Les 30 et 31 juillet 2026, plusieurs dizaines de milliers de personnes, principalement de jeunes Marocains, ont tenté de rejoindre l’enclave espagnole de Ceuta à la nage. Ce drame a causé la mort d’au moins 72 personnes selon les autorités espagnoles, et jusqu’à 130 selon des associations marocaines des droits humains.
À l’origine de cet afflux sans précédent, une rumeur virale. Le 8 juillet, le Tribunal constitutionnel espagnol a rendu une décision : les migrants arrivant à la nage ne peuvent plus être refoulés immédiatement et doivent voir leur situation examinée individuellement. Sur les réseaux sociaux, cette décision a été déformée, laissant croire que toute personne atteignant Ceuta ne serait plus jamais renvoyée. En vingt-deux jours, la rumeur a enflammé les discussions, poussant des milliers de jeunes à se lancer.

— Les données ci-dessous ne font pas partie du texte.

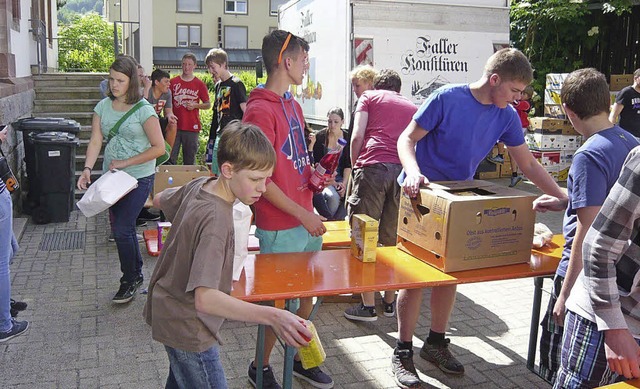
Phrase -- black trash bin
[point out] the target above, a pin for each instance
(30, 127)
(55, 154)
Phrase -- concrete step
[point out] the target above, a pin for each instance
(74, 92)
(63, 106)
(84, 118)
(69, 79)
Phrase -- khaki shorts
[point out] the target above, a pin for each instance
(375, 192)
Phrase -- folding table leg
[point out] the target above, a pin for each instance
(289, 352)
(535, 319)
(260, 357)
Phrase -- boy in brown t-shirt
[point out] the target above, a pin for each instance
(189, 290)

Le site marocain Médias 24 a réfuté les théories du complot, qui accusaient Rabat d’avoir orchestré la traversée. De son côté, Le Monde Afrique a montré que des groupes WhatsApp et des comptes dédiés à l’exil ont amplifié la rumeur, sans qu’un ordre de départ n’ait été donné. RFI Afrique a précisé que la décision du Tribunal constitutionnel ne permettait pas de régulariser automatiquement les migrants.
Mais au-delà de la rumeur, le chômage des jeunes Marocains a fourni un terreau fertile. Afrik.com rapporte qu’au deuxième trimestre 2026, le taux de chômage des 15-24 ans atteignait 27 %, et que plus de quatre jeunes sur dix étaient sans emploi. Le chercheur Boubacar Seye a estimé que ces causes structurelles — inégalités, précarité, manque de perspectives — expliquent la propension de milliers de personnes à risquer leur vie.
La plupart des migrants ont depuis quitté l’enclave, certains volontairement, d’autres après avoir été expulsés. Des bus ont rapatrié les candidats à l’exil vers différentes villes marocaines. Un jeune homme, visiblement soulagé, annonçait qu’il rentrait chez lui à Tanger, mais montrait une ecchymose à l’épaule, blessure qu’il attribuait à un coup de club de golf reçu de la part d’habitants de Ceuta.